|Official Name:||Mercedes AMG Petronas F1 Team|
|Team Principal:||Ross Brawn|
|Drivers:||Michael Schumacher (#7); Nico Rosberg (#8); Sam Bird (reserve)|
|First GP:||1954 French Grand Prix|
|Last GP:||2011 Brazilian Grand Prix|
|YEAR-BY-YEAR GRAND PRIX HISTORY|
|1954||Daimler-Benz, Team, 6 Grands Prix, 4 wins, 7 podiums, 4 pole positions, Drives’ World Champion|
|1955||Daimler-Benz, 6 Grands Prix, 5 wins, 10 podiums, 4 pole positions, Drivers’ World Champion|
|2010||Mercedes GP W01, 19 Grands Prix, 3 podiums, 214 points, 4th overall|
|2011||Mercedes GP W02, 19 Grands Prix, 165 points, 4th overall|
Mercedes’ Track Record
While better known for its contribution to Grand Prix circles as an engine builder, Mercedes-Benz has also played a significant (albeit brief) part as a Formula 1 constructor.
Predating the modern-era championship, Mercedes was a competitor in the very first Grand Prix in 1906, before its major onslaught in the early 1930s during the rise of Nazi Germany. Hitler had wanted to use motorsport to prove how superior German engineering was, and he forced his transport ministry to pour significant investment into Mercedes’ Grand Prix team, along with the Auto Union group.
Mercedes, with the likes of Rudolph Caracciola, Manfred von Brauchitsch and Luigi Fagioli, quickly came to dominate the scene until the onset of World War II.
The carmaker did not return to Grand Prix racing until 1954, when it hit the grid with its technically-advanced W196 challenger, which had interchangeable open-wheeler and streamlined body kits. With it, Juan Manuel Fangio swept to the 1954 title with four wins.

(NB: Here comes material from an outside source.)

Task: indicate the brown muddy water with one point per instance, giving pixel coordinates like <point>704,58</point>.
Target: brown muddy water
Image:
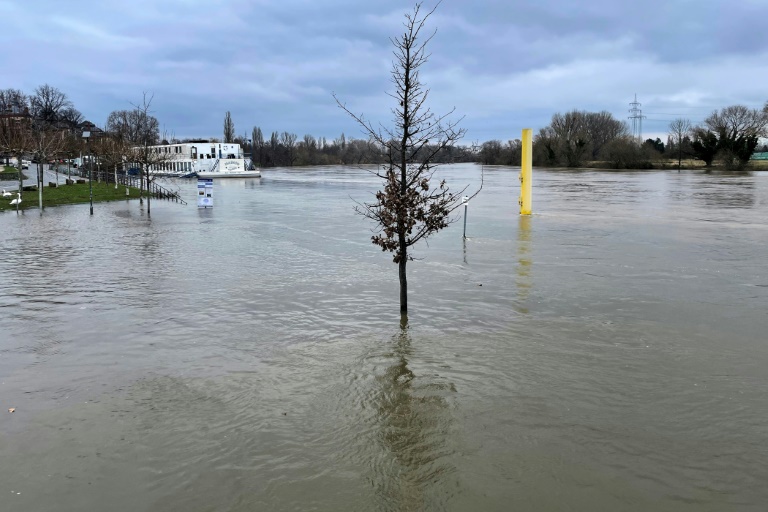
<point>607,353</point>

It was a case of more of the same in 1955 for Fangio, who claimed his third championship title with new team-mate Stirling Moss often following in his wheeltracks.
But the marque’s F1 involvement came to an end after the Le Mans tragedy struck when Pierre Levegh lost control of his Mercedes and crashed into the crowd, killing himself and 80 spectators.

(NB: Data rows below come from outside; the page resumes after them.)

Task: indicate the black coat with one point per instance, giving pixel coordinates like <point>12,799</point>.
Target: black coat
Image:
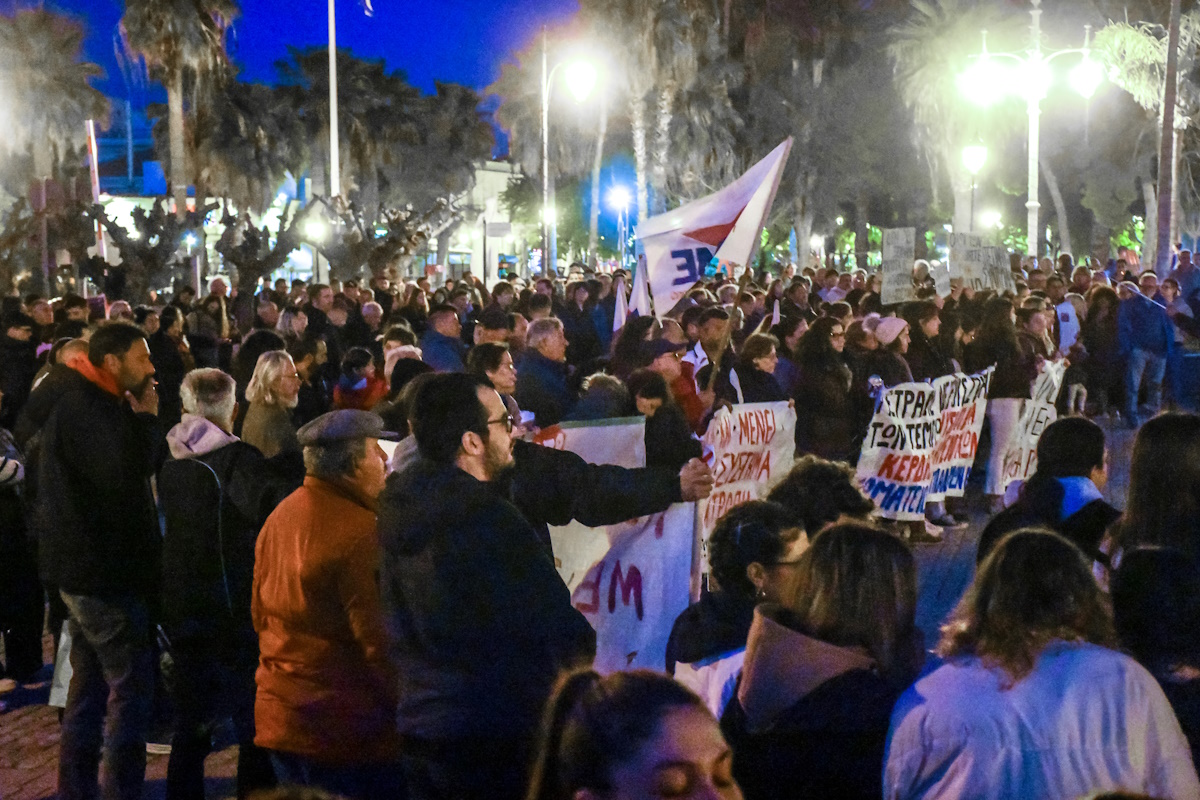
<point>207,578</point>
<point>480,620</point>
<point>95,515</point>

After returning to F1 as an engine supplier – firstly with Sauber, and later McLaren – in the 1990s, the Mercedes board finally gave the green light to returning to F1 as a bona fide constructor, launching its W01 challenger and convincing Michael Schumacher to come out of retirement for a three-year stint.
The team was borne out of the former championship-winning Brawn GP outfit, but in its two seasons to-date. it has finished fourth in the Constructors’ Championship on both occasions and claimed three podium finishes, all earned by Nico Rosberg.
Mercedes’ 2012 Prospects
Undoubtedly, the pressure is on Mercedes to deliver better results in 2012, and the team has been vocal about wanting to improve on its results in its third season back in the sport as a constructor.
While last year’s car was certainly an adventurous design, the W02 had several noticeable shortcomings. The team made a poor design decision to opt with a shorter-wheelbase model, and this led to higher tyre wear than its rivals at almost every round in the 2011 championship season.
The team quickly realised that it would require too much effort to develop the car into a frontrunner, and so it threw its resources at securing more design staff and technical managers to help shore up its 2012 prospects.
In came former technical directors from rival teams, including Aldo Costa (Ferrari), Bob Bell (Renault) and Geoff Willis (Williams/Honda/HRT) – they opted to delay launching the W03 challenger to give it more development time at the expense of pre-season track time.
The car has looked solid in testing, without being spectacular, and the team is again understating its hopes of challenging for wins, and writing off any hope of a championship tilt.